A group of volunteers from all over Pakistan joined hands to develop affordable solutions for fighting the ongoing pandemic. There are doctors, biomedical professionals, engineers, academics, resource mobilisers and people from all walks of life in this group of 100 members and they are being joined by other volunteers as well. These Pakistani professionals aim to use 3D printing to manufacture ventilators, valves and required equipment for combatting coronavirus.
Dr Bilal Siddiqui (PhD) started this group and initially started putting things together with his students. Later, he started approaching other professionals to develop low cost ventilators, portable oxygen supplies, face masks and protection screens, respiratory valves, viral media tubes, non-contact thermometre and retrofitting existing vents to serve multiple patients.
24-year-old engineer Muhammad Abdullah Afzal is a graduate of University of Engineering and Technology (UET) Faisalabad Campus and is currently based in Lahore. He decided to create splitter valves along with his team when he learned that doctors in countries where the pandemic is worse have to choose between patients because of a shortage of ventilators. “It does not cost much can be used to provide care to multiple patients at a time,” he said.

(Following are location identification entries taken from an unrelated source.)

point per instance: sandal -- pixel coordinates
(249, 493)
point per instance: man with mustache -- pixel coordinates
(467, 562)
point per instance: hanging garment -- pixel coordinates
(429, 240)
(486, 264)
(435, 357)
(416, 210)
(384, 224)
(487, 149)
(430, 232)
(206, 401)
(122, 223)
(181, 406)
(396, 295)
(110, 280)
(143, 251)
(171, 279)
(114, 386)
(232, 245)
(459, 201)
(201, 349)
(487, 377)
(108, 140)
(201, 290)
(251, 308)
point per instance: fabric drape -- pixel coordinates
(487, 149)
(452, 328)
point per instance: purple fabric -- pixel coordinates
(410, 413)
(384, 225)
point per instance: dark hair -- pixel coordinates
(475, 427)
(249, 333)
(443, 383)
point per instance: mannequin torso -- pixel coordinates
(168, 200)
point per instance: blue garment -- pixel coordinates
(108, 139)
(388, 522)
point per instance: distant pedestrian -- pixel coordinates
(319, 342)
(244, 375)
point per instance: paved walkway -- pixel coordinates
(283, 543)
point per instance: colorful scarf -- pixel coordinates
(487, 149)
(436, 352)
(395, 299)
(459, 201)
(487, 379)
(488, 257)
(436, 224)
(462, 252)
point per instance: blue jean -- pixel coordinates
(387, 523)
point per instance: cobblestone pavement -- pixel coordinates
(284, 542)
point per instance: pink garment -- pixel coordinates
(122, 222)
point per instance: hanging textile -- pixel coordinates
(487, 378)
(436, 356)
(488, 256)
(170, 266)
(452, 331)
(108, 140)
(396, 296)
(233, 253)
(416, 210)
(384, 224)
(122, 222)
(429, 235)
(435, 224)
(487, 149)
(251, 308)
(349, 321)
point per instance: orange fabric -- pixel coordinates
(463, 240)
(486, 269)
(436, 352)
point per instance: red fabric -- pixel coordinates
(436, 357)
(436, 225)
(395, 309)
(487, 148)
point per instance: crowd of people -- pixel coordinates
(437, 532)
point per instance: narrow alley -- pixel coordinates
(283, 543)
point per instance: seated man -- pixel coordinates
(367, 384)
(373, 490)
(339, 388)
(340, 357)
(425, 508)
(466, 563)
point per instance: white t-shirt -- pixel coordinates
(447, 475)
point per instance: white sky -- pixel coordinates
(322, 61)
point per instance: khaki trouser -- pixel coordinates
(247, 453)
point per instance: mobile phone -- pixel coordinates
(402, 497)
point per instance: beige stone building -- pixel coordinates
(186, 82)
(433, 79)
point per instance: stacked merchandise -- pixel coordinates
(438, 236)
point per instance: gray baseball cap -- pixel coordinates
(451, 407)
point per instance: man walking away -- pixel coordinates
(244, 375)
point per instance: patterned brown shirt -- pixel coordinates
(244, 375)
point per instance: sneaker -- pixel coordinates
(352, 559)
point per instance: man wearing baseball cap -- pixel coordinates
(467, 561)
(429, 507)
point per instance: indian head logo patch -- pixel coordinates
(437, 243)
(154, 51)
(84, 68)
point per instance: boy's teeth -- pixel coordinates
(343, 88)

He also said that it took the team about three to four days to prepare the value and they have already started supplying it to various hospitals in Lahore, including Sheikh Zayed, Mayo Hospital, Doctors Hospital and in other cities as well. “We have a whole team to receive queries and we soon follow up with their demands,” he added.
“Shaukat Khanum Memorial Cancer Hospital and Research Centre (SKMCH&RC) has tested it but they are still holding meetings to formally approve its usage. Once they decide on it, they will inform us. I am hopeful that this will be approved because it is being used in many countries under emergency circumstances,” Afzal said.
He said that saving lives is more important than certifications. “We have prepared comprehensive guidelines in consultation with international doctors who are in the country and we provide that guide along with the valves. Moreover, several papers have been written on these valves across the world,” he added.
He further said that so far, they have received good feedback from a lot of hospitals. “Six of us are currently working on this project but people from across the country are joining us as well,” he added.
It is worth mentioning here that a healthcare provider in South Carolina, United States, had also created a device that allowed a single ventilator to support up to four patients at a time for combatting COVID-19. The ventilation expansion splitter can be produced cheaply with a 3D printer. The valve is attached to the ventilator and splits out the oxygen to patients. It also allows the flow of oxygen to be adjusted and optimized for each person. It is only meant for use in emergency situations where access to a ventilator could be a life-and-death matter.